Hello everyone, in this project I will teach you about Customer Churn Prediction and build a Churn Prediction model using practical libraries in the field of machine learning such as Pycaret, Pandas Profiling.
First of all, I would like to explain a concept known as KPI in the business world.
A Key Performance Indicator (KPI) is a specific metric used to measure and evaluate the performance of an organization. KPIs are often directly related to the organization's strategic goals and are used to understand, monitor and evaluate the company's performance. Using KPIs, businesses can assess progress towards achieving specific goals. Furthermore, these metrics must be quantitative so that they can be calculated and monitored.
For example, this KPI could be "Monthly Active Subscribers" for Netflix, "Monthly Total Sales Revenue" for Amazon, or "Overall Employee Happiness" for a company's human resources department.
Customer retention is also a KPI and is a metric that measures a business's ability to retain customers over a given period of time. It is calculated as a percentage and is usually expressed as the number of customers that remain with a business after a given period divided by the total number of customers at the beginning of the period.
Customer retention is important for all businesses, but it is particularly important for subscription-based businesses. This is because subscription-based businesses rely on recurring revenue from their customers. When a customer unsubscribes, the business loses this revenue.
Yes, now we have enough information about the KPI's.
Customer churn refers to the number of customers a business loses from its customer base during a specific period. This metric is particularly crucial for subscription-based businesses, such as streaming services like Netflix, music platforms like YouTube Music, and telecom providers like TĂĽrk Telekom. Customer churn is typically expressed as a rate, calculated by dividing the number of customers lost by the total number of customers at the beginning of that period. For example, if you got 100 customers and lost 5 last month, then your monthly churn rate is 5 percent.
Customer churn is considered a significant business metric because the costs of acquiring new customers are often higher than retaining existing ones. Therefore, reducing or preventing customer churn is important for a business's long-term sustainability.
Customer churn can be influenced by various factors, including customer dissatisfaction, competition, service quality, pricing policies, customer support, and changing customer needs. To predict and prevent customer churn, businesses develop customer churn prediction models and strategies.
Customer Churn Analysis or Churn Prediction is important because it provides several advantages to the business, here are some advantages:
Preventing Customer Loss: Churn prediction enables the ability to forecast the likelihood of customers leaving in advance. These predictions offer companies the opportunity to develop strategies to prevent or minimize customer loss.

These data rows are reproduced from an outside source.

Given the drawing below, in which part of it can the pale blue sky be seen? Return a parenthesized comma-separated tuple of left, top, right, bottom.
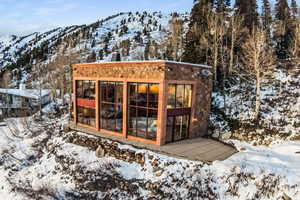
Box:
(0, 0, 298, 37)
(0, 0, 193, 36)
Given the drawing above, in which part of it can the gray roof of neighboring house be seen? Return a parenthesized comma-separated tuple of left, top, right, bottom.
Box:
(0, 89, 51, 99)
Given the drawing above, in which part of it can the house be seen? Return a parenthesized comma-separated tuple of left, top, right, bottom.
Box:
(70, 61, 212, 146)
(0, 84, 52, 116)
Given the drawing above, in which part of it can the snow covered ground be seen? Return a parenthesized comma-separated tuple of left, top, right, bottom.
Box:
(0, 115, 299, 199)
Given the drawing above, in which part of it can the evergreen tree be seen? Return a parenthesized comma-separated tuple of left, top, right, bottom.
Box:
(215, 0, 231, 13)
(291, 0, 298, 18)
(235, 0, 259, 29)
(116, 52, 121, 61)
(275, 0, 290, 21)
(182, 0, 214, 64)
(274, 0, 293, 59)
(261, 0, 272, 41)
(99, 49, 104, 60)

Cost Savings: The costs of acquiring new customers are often higher than retaining existing ones. Predicting customer churn in advance allows companies to save costs, as they can focus on more effective strategies for customer loyalty and satisfaction.

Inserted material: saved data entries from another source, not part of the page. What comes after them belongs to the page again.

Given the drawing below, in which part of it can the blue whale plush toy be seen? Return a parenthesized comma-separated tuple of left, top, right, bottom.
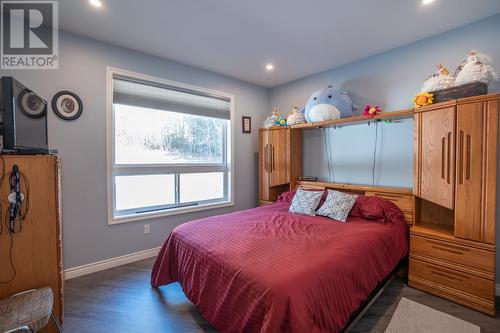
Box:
(304, 85, 358, 122)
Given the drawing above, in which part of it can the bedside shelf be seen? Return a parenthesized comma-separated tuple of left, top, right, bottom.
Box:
(411, 224, 454, 238)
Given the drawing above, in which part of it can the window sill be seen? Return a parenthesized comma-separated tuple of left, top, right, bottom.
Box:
(108, 200, 234, 225)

Strengthening Customer Relationships: Preventing customer loss translates to strengthening customer relationships. Churn prediction can help companies better understand customer needs and provide tailored solutions.
Competitive Advantage: Predicting customer loss in advance provides companies with a competitive advantage over rivals. Swiftly responding and offering solutions to customer dissatisfaction can increase customer loyalty and position the company ahead in the market.
First, we start by collecting the company's historical data to use in the Machine Learning model to predict Churn.
Here are two very important terms used in almost every Customer Churn Analysis: Cut-off Point or Date and Performance Period or Window. I will explain them with a quote.
Simply, the 12-month period you see in the graph is the input variables of our Machine Learning model, while the so-called Performance Window is the output variables of the model (yes=1 and no=0).
I am adding one more graph for better understanding.
This is followed by steps such as data cleaning, EDA, feature engineering, and model creation.
Periodically or every month, depending on our objectives, Churn probabilities for each customer in the company's database are estimated through Machine Learning models and customers are categorized as Low Risk, Medium Risk and High Risk (there may be more categories).
These results are transferred to the necessary departments and customers are tried to be kept in the company with various promotions, coupons or other tools.
Now let's make an example using Python on Jupyter Lab.
In this project, we will use the Telco Customer Churn Public Dataset from Kaggle and IBM.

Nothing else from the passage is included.